There’s been criticism of management from WhatsApp founder Brian Acton. That platform has been tied to lynchings in India. Facebook has been connected to violence in several Asian countries as well. And regulators in both the US and the European Union still have their eye on the site.

The perception of Facebook on the whole simply has changed this year. And I’m not sure that’s necessarily ending any time soon — or that what’s become a global behemoth won’t become a target again.

The Case for FB Stock — Eventually

Meanwhile, the company has an interesting — and potentially key — earnings report coming up on Oct. 30. Expectations are low on the earnings side: Street consensus suggests a year-over-year decline before a bounce-back quarter in Q4. A strong quarter and better commentary could convince investors that the company is back on track — and lead that earnings multiple to expand.
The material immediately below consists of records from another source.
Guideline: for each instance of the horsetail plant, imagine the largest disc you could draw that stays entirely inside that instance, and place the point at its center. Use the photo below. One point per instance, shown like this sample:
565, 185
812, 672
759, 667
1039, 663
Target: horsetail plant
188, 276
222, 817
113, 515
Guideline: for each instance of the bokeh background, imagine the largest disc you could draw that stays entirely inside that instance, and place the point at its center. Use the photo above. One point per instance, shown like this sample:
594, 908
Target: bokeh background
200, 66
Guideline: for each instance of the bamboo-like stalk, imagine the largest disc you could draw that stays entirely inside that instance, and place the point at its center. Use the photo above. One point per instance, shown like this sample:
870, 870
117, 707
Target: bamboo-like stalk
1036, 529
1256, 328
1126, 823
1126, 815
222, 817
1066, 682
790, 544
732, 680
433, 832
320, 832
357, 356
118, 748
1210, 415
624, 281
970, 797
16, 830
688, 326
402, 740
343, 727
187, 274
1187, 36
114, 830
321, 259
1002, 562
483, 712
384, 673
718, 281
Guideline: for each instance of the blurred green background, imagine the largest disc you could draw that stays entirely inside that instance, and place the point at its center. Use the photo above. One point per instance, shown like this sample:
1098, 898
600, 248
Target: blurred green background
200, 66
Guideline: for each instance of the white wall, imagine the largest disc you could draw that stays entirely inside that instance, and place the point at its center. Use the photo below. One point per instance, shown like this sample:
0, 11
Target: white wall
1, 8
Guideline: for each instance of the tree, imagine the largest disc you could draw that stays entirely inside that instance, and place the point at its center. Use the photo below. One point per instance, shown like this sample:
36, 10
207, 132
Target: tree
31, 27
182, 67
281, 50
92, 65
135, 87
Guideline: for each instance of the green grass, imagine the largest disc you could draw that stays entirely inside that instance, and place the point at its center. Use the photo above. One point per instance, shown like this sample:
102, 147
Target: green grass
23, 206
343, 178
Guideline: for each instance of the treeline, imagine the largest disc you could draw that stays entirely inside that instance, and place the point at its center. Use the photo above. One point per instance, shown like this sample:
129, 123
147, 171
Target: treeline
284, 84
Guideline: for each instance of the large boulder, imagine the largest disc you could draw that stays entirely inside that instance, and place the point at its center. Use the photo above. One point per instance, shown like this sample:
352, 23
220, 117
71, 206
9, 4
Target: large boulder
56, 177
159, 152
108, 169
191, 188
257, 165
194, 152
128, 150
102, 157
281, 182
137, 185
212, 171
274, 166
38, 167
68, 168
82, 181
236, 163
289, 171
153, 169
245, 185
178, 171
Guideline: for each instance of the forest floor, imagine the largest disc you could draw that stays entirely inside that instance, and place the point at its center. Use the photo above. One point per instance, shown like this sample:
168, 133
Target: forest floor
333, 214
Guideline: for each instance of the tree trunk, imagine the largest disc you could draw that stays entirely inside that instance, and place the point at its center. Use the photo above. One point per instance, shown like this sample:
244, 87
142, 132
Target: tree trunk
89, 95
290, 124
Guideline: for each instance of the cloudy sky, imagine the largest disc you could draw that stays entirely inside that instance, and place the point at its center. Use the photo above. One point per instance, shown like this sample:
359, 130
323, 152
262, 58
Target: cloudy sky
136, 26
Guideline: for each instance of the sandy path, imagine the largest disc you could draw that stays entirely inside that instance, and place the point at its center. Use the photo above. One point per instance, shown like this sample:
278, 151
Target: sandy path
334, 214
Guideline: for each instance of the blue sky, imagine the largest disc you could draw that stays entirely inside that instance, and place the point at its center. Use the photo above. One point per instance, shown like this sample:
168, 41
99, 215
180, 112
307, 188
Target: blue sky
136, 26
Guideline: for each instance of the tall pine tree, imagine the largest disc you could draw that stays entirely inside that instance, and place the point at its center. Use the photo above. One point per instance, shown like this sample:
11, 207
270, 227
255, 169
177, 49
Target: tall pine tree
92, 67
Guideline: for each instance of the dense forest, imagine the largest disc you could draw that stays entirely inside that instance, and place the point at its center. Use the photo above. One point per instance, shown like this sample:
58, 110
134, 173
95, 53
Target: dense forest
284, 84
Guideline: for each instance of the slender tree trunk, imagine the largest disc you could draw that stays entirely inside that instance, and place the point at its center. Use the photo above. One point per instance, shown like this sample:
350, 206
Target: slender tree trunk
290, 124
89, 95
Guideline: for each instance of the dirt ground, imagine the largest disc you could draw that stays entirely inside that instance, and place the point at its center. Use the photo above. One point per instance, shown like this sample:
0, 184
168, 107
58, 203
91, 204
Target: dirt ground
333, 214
But with the long-term outlook more cloudy, I’m skeptical Facebook can change the narrative with a single quarter. User growth likely is hitting a ceiling — if only because the user base already is so massive — and there’s no reason to believe that the company will bring costs in quickly after guiding for a steep increase back in July.

Long-term, FB stock fundamentally is too cheap. In this market, in particular, companies still driving double-digit earnings growth — as Facebook is expected to do next year — don’t trade at 17 forward P/E multiples. But there’s still the long-term risk that some new rival could undercut the platform — or that users could simply see Facebook as more trouble than it might be worth. And that risk is weighing on Facebook stock right now.

At some point, that very well may change. But “at some point” doesn’t necessarily mean in the next three months. I thought back in August that FB stock still had further to fall — and even 6%+ lower, and six weeks later, I still think that’s the case.

As of this writing, Vince Martin has a bearish out-of-the-money options position in Tesla. He has no positions in any other securities mentioned.

After spending time at a retail brokerage, Vince Martin has covered the financial industry for close to a decade for InvestorPlace.com and other outlets.